Example 6: Inventory Decrement with Low-Stock Alert

Scenario: When an order is placed, decrement the stock count for each ordered SKU atomically. If any SKU falls below the reorder threshold, trigger a procurement notification workflow.

Workflow position: Inside a Loop node iterating over order line items.

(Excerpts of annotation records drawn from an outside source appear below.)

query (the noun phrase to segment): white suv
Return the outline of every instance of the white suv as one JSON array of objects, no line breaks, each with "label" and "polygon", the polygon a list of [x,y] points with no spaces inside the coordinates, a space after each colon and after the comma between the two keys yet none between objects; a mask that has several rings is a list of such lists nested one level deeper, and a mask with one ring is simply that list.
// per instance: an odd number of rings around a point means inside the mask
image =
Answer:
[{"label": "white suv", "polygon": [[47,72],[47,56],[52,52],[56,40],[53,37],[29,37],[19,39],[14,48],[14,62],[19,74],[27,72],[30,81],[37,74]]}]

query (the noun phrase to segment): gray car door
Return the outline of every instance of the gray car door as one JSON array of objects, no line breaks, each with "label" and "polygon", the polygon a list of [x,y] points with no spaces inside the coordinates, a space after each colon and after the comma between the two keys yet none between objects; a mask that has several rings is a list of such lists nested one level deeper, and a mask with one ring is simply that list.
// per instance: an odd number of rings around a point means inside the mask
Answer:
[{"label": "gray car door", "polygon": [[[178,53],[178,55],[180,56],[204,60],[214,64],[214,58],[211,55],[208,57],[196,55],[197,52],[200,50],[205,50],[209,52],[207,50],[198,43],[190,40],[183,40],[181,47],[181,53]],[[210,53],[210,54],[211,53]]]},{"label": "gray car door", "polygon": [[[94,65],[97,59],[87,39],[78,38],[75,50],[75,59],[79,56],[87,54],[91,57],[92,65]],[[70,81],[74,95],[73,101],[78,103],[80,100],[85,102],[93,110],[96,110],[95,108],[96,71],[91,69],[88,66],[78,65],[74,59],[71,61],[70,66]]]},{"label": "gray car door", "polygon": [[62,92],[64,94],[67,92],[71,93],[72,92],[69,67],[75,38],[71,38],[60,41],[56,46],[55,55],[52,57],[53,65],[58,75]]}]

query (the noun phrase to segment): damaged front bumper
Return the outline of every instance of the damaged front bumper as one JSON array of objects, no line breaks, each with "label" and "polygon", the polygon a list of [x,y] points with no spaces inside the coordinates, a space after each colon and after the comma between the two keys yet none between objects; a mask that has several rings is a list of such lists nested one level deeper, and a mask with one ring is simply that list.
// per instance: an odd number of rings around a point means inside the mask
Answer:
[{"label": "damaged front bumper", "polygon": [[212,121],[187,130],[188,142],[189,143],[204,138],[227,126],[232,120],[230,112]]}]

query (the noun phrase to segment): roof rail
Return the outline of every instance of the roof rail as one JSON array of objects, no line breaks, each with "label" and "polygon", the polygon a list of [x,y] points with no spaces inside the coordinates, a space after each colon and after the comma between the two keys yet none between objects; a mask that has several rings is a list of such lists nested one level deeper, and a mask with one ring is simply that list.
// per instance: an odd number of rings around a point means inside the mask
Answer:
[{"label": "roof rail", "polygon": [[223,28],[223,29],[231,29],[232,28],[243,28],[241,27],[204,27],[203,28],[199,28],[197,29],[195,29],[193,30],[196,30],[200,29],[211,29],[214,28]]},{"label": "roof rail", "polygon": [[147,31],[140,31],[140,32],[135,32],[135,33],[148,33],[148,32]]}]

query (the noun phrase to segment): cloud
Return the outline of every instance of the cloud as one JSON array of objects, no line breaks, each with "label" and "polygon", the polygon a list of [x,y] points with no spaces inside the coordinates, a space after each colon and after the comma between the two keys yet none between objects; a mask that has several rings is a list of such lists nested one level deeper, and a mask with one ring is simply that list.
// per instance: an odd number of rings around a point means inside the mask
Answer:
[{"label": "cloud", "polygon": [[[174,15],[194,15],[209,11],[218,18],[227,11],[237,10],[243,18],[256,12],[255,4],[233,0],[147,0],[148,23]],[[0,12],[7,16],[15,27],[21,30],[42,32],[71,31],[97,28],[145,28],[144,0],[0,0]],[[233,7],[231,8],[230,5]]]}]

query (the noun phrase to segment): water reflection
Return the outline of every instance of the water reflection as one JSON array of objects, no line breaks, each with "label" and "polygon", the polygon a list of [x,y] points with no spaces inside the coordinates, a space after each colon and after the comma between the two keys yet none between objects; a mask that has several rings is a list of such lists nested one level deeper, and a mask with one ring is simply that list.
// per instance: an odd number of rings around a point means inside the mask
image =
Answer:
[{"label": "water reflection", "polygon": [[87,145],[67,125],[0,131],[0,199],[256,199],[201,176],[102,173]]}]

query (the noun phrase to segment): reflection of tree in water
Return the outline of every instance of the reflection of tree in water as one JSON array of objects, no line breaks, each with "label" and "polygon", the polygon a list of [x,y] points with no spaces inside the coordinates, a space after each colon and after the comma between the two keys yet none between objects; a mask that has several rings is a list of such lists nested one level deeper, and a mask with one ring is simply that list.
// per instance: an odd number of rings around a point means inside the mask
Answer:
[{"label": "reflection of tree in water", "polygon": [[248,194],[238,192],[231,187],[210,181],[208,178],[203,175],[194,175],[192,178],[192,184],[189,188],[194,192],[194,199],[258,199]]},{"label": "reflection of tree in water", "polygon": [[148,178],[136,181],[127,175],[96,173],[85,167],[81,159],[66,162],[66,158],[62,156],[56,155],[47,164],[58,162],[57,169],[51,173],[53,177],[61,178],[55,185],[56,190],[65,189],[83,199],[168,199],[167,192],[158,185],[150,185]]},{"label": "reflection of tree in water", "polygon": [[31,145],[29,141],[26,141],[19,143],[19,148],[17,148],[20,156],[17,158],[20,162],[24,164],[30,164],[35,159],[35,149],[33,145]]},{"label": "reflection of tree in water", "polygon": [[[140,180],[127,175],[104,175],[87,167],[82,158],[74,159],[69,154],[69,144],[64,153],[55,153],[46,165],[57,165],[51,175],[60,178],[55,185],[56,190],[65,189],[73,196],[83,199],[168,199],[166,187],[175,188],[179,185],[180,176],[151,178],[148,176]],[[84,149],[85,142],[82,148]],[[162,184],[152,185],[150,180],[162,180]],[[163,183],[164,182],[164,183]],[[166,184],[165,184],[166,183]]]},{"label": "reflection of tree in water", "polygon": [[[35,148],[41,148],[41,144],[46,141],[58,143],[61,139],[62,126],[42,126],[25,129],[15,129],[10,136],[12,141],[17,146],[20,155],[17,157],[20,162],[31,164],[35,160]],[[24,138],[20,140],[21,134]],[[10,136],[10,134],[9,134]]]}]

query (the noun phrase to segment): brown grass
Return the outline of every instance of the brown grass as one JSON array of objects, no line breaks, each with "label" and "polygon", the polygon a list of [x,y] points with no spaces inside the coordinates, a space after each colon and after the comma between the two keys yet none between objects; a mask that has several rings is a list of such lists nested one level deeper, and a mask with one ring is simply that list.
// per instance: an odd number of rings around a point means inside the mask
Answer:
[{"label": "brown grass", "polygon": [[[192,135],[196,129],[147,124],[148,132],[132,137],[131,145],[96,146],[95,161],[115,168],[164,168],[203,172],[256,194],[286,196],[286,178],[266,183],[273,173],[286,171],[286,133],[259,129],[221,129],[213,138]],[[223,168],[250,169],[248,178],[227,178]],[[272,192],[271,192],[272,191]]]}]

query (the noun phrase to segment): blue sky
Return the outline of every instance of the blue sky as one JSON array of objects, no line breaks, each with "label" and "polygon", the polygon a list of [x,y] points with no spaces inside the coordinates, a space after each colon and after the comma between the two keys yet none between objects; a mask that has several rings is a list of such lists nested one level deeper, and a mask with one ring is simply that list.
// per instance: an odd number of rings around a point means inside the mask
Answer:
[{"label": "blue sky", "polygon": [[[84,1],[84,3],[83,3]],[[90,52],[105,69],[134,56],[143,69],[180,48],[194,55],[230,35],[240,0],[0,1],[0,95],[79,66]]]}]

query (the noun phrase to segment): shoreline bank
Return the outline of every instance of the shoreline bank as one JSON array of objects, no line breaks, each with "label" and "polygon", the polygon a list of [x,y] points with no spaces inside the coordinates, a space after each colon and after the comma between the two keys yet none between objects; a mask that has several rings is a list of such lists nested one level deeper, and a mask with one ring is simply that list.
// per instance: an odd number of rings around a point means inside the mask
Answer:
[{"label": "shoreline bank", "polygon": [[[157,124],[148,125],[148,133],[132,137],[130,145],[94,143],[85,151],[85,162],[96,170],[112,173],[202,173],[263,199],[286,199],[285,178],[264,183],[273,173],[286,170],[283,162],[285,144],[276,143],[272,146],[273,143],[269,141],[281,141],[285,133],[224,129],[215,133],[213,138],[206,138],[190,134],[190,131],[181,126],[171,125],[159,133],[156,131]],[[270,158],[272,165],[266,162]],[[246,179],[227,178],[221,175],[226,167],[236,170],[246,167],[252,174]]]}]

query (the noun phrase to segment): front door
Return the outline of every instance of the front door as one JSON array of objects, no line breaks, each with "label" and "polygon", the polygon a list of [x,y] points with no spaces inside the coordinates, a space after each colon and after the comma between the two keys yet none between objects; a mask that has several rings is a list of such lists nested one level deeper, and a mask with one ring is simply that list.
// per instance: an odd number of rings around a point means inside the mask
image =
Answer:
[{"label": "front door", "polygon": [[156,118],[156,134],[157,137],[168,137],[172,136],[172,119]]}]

// Step 1 — Decrement stock count atomically
{
  "credential_id": "mongodb-atlas-prod",
  "resource": "document",
  "operation": "find-one-and-update",
  "database": "inventory",
  "collection": "stock_levels",
  "filter": {
    "sku": "{{ vars.current_sku }}",
    "quantity_available": { "$gte": "{{ vars.ordered_quantity }}" }
  },
  "update": {
    "$inc": { "quantity_available": "{{ vars.ordered_quantity * -1 }}" },
    "$set": {
      "last_decremented_at": "{{ now() }}",
      "last_order_id": "{{ vars.order_id }}"
    }
  },
  "return_document": "after",
  "upsert": false
}

// Step 2 — Check threshold (If Condition node after Step 1):
// Condition: $node.DecrementStock.output.document.quantity_available <= $node.DecrementStock.output.document.reorder_threshold
// True branch: Sub-Workflow trigger → procurement notification

// Step 3 — Handle insufficient stock (false = filter found no document with enough stock)
// If $node.DecrementStock.output.found == false: Stop Workflow with status=failed, message="Insufficient stock for SKU {{ vars.current_sku }}"
Expected outcome: Stock is decremented atomically — no race conditions. If insufficient stock exists, the operation does not decrement and returns found: false for clean error handling. When remaining stock falls to the reorder threshold, a Sub-Workflow triggers an automated purchase order creation workflow.